Bir  milletten  diğerine  hatta  bölgeden  bölgeye  değişiklik  arz  eden  din  ve  devlet  ilişkileri  ise  Avrupa  Birliği  üyesi  ülkelerin  bazılarında  laik  anayasal  düzen  içinde  yürütülürken,  bazılarında  ise  belirli  bir  dini  görüşün  devlet  dini  olarak  benimsenmesi  olarak  tezahür  etmektedir  (Er,  2003:125).  Örneğin  Birleşik  Krallıkta  yazılı bir anayasa yoktur. Fakat yine de Hıristiyanlığın hukuki bir statüsü vardır ve  aynı  zamanda  ulusal  çıkarları  doğrudan  etkileyen  fonksiyonlara  sahiptir.  Hem  İngiltere’de  hem  de  İskoçya’da  resmi  kilise  bulunmaktadır  (Catto  ve  Davie,  2008:  152).  İngiltere’de  Anglikan  kilisesi  resmi  bir  niteliğe  sahiptir  ve  anayasal  sistem  içinde yer almaktadır. Bu kilise ve dini, devletin ulusal kilisesi ve ulusal dini olma  niteliğini taşımaktadır. İngiltere’de taç giyme töreni dini bir törendir ve Kral tacını  Cantorbury Başpiskoposunun elinden giyer. Protokol sırasında, Başpiskopos kralın  en önemli yakınlarından sonra gelir. Parlamenterler görevlerine bir dua ile başlar ve  Anglikan  Kilisesi  Parlamento’da  bir  temsilci  bulundurur.  Cantorbury  ve  York  Başpiskoposlarıyla  beraber  24  Anglikan  piskoposu  Lortlar  kamarasının  üyesidir  (D’Hellencourt, 2003: 171). 

Danimarka’da  laik  olmayan  ve  anayasasında  dine  atıf  yapan  ülkelerden  biridir. Kilisenin statüsü anayasal olarak belirlenmekte ve anayasanın 4. maddesine  göre  Lutherci  kilise  ulusal  kilise  olarak  kabul  edilmektedir.  Anayasa  tarafından  güvence  altına  alınan  bu  kilise,  resmi  olarak  Danimarka  halkının  %90’ına  hitap  etmektedir.  Bu  nedenle  Luther  Kilisesi,  Danimarkalı  kimliğinin  bir  sembolü  niteliğindedir.  Kral  kiliseye  mensup  olmak  mecburiyetindedir  ve  aynı  zamanda  kilisenin yöneticisidir. Kral adına hükümetçe görevlendirilen bir bakan kilise işlerini  yürütür.  Papazlar  memur  statüsünde  olup  devletten  maaş  alırlar (Baubérot,  2003a:  78‐81). Devlet  diğer  vergilerle  beraber  kilise  vergilerini  de  toplamaktadır.  Devlet  tarafından  desteklenen  tek  kilise  olan  Luther  kilisesi  devletin  resmi  törenlerini  yerine getirir (Köktaş, 2005: 110). 

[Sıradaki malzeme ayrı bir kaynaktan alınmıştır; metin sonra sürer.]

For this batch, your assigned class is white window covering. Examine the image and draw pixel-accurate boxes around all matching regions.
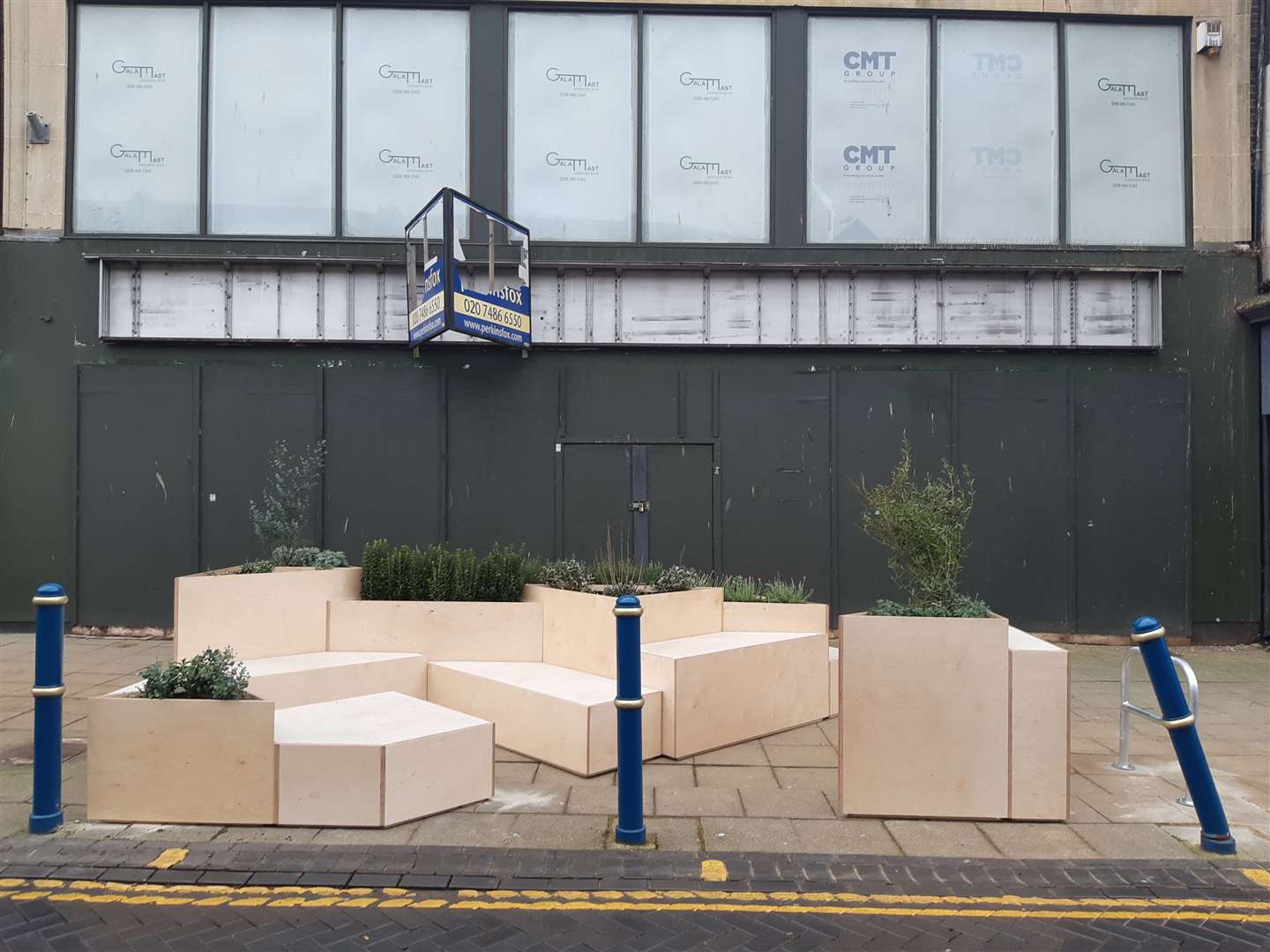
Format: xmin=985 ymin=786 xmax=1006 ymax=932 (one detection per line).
xmin=936 ymin=20 xmax=1058 ymax=243
xmin=208 ymin=6 xmax=332 ymax=234
xmin=343 ymin=8 xmax=468 ymax=237
xmin=806 ymin=17 xmax=931 ymax=242
xmin=508 ymin=12 xmax=635 ymax=242
xmin=72 ymin=6 xmax=202 ymax=234
xmin=643 ymin=15 xmax=771 ymax=242
xmin=1065 ymin=23 xmax=1186 ymax=245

Yunanistan’ın  resmi  bir  kilisesi  (Doğu  Ortodoks  Kilisesi)  vardır.  Başka  bir  ifadeyle Yunanistan da laik bir ülke değildir. Devlet‐ Ortodoks Kilisesi ilişkilerinin  teorik temelinde sezaropapizm’in (Caesaropapism: devlet başkanının aynı zamanda  kilisenin  de  başkanı  olduğu  politik  sistem)  gelişmiş  şekli  yer  alır.  Anayasaya  göre  devlet iç yapısı da dâhil olmak üzere kilisenin tüm idari işleriyle ilgili kanun koyma  yetkisine  sahiptir  (Papastathis,  2008:  275).  Yunanistan’da,  Ortodoksluk  devletin  resmi  dinidir  ve  halkın  %96’sını  temsil  etmektedir.  1986  da  yeniden  düzenlenen  anayasanın  3.  maddesine  göre  egemen  din  Hıristiyan  Doğu  Ortodoks  kilisesinin  Ortodoksluğudur. Kilise bugün hala bir devlet  bakanlığı olarak devam etmekte ve  çeşitli  örgütleri  kamu  hukukunun  tüzel  kişi  statüsünü  elinde  bulundurmaktadır  (Makrides, 2003: 115). 

Almanya  16  eyaletten  oluşan  federal  bir  devlettir.  Her  eyaletin  kendi  anayasası  vardır.  Land  Schleswig‐Holsten  eyaleti  hariç  olmak  üzere  her  eyaletin  anayasası gerek din özgürlüğü gerek devletin dini gruplarla ilişkisini belirleyen özel  hükümler  içermektedir.  Bu  hükümler  her  eyalette  aynı  değildir.  Alman  Anayasası  herhangi bir din veya kiliseye atıfta bulunmaz (Robbers, 2008: 43). Anayasal olarak  devletin  tüm  dinlere  tarafsızlığı  benimsenmiştir.  Din  dersi  okullarda  okutulan  bir  ders  olup  öğretmenlerin  maaşlarını  devlet  öder  (Köktaş,  2005:  109).  Almanya’da  herhangi  bir  kiliseye  mensup  55  milyon  Hıristiyan  bulunmaktadır.  Mezhepler  itibariyle  bakıldığında,  bu  nüfusu  ağırlıklı  olarak  Protestanlar  ve  Katolikler  oluşturmaktadır.  Protestanların  nüfusu  biraz  daha  fazla  olup,  ayrıca  bir  milyon  civarında Ortodoks ve üç milyon civarında da Müslüman nüfus bulunmaktadır. 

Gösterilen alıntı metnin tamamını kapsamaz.